Due to the irregularity of the arrangement of characters in ownership stamps, we do not use the usual histogram watershed algorithm to determine and segment the single character. Because the Chinese characters’ form and configuration have particular characteristics, i.e., structural stability in the center of gravity, and the gap between words, we consider the density of its spatial distribution characteristics. Kernel density estimation is used to analyze the pixel distribution characteristics in binary images. As shown in Fig. 1, in the representation of the three-dimensional image, each axis represents the horizontal and vertical coordinates of the image and the predicted values of its density characteristics respectively. The vertical axis of the three-dimensional coordinate diagram is density characteristics, and we can see that the ownership stamp images have definite distribution characteristics in the spatial distribution. Therefore, we chose the Mean Shift Clustering [2] method based on density to find the local maximum density points of pixel clusters as the center of gravity for clustering. Based on the results of cluster analysis, the text range of seal characters is predicted and processed.

Fig. 1.
figure 1

Character segmentation based on mean shift clustering

3.2 Multi-feature Extraction of Ancient Character Typeface Images

There are many variations in the shape of an ancient character, a slight change in the shape will result in a change in the calculation result of outline, skeleton feature, and corner feature. In the proposed method, we use the Generative Adversarial Network (GAN) to generate new data of character typeface from public seal script of Shirakawa font [3] and “說文解字True Type字型” [4]. The generated character data is trained as the training data of the VGG 19 [5] and pre-trained model is set as feature extractor to extract the output of pooling layer 3. We use Zhang-Suen thinning algorithm [6] to get the skeleton feature of the original typeface image and input both of original typeface image and their skeleton images to the extractor and obtain the pooling layer 3 feature. In addition, we also extract other features as shown in Table 1.

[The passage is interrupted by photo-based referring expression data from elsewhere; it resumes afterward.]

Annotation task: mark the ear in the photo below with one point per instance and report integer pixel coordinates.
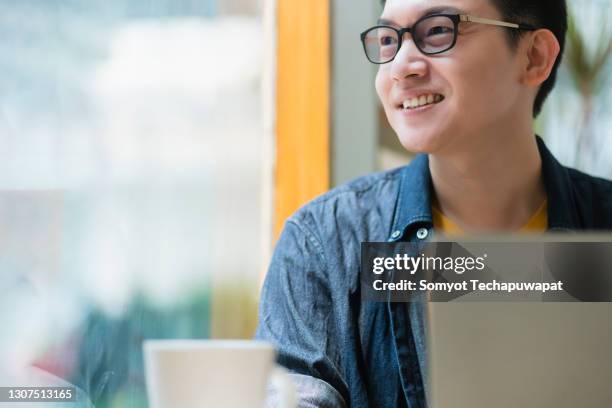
(541, 52)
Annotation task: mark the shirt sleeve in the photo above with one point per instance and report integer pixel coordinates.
(296, 315)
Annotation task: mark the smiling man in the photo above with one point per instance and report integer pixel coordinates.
(461, 82)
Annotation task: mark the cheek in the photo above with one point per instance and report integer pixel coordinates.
(484, 90)
(382, 84)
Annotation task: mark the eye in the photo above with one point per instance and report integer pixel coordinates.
(439, 30)
(387, 40)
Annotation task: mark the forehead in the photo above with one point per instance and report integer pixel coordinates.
(408, 11)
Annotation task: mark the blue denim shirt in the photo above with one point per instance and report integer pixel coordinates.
(345, 352)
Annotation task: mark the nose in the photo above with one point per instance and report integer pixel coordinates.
(409, 61)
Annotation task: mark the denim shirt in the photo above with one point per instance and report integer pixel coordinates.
(345, 352)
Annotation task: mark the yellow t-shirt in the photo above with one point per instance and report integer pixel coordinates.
(537, 224)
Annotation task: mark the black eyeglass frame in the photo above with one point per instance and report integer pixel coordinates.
(455, 18)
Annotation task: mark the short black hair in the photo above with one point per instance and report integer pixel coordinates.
(549, 14)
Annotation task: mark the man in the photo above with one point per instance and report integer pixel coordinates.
(460, 81)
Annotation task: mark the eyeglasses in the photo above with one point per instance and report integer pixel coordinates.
(431, 34)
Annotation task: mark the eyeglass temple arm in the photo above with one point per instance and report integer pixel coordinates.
(472, 19)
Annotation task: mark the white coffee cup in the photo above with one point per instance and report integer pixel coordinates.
(213, 373)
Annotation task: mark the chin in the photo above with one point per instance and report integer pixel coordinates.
(416, 141)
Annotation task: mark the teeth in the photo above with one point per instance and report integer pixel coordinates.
(422, 101)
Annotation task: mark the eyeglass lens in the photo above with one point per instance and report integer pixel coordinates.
(431, 35)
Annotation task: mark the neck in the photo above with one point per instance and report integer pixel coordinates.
(494, 184)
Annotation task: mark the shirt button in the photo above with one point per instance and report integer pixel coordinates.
(422, 233)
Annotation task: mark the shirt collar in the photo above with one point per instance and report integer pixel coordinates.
(562, 209)
(413, 204)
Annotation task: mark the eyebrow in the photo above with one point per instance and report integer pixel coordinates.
(428, 12)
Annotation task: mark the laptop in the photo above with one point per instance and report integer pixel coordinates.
(521, 354)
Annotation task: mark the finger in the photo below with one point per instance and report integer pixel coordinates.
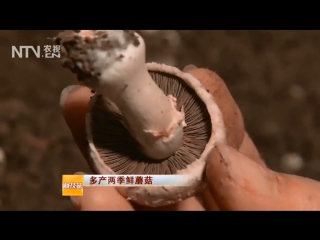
(190, 204)
(239, 183)
(230, 112)
(74, 103)
(188, 67)
(100, 199)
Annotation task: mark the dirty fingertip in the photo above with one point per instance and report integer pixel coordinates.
(188, 67)
(66, 92)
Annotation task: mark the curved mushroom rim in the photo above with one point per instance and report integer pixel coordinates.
(161, 196)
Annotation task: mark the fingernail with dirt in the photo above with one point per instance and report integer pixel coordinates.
(188, 67)
(236, 169)
(65, 93)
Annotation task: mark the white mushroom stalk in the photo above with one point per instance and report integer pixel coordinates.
(114, 66)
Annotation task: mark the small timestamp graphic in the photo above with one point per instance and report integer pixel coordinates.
(72, 185)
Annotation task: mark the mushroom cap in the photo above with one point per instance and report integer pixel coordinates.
(114, 152)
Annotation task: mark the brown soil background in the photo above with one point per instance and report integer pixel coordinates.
(273, 75)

Table 1. Multi-feature extraction

3.3 Character Recognition by Ranking the Calculation Results

With the pooling layer 3 feature, we can get abstract character features, which can suppress the influence in the ranking results which are caused by shape changes of the same character. Using this feature, pruning operation is performed on the ranking. The result of the top 1,000 characters is used for the final ranking calculation. The ranking calculation method is shown in Fig. 2. The recognition target is also extracted by the method in Sect. 3.2 and the ranking is performed by calculating the Euclidean distance between the features stored in the database and target features. For features with different dimensions, we use hausdorff to calculate their distance. [w1, w2, w3, w4, w5] are the weights to be set for improving the search results. The initial setting is [1, 1, 1, 1, 1] and user interaction can be used to obtain the better results.

Fig. 2.
figure 2

Ranking calculation method experiments

Fifty randomly selected single characters in scanned images are used for the evaluation experiment. Evaluation of the proposed method is performed using the Mean Reciprocal Rank, and the result is 0.0566 when the weights are in initial setting.

In the Segmentation Evaluation Experiment, Results of the Proposed Method Are Shown in Table 2.

Table 2. The segmentation results

4 Conclusion and Future Work

In this paper, we propose a new method for recognizing characters in the scanned images of ownership stamps using ancient character typefaces. We expect to obtain a retrieval support system with good effectiveness after optimizing the proposed method through parameter adjustments.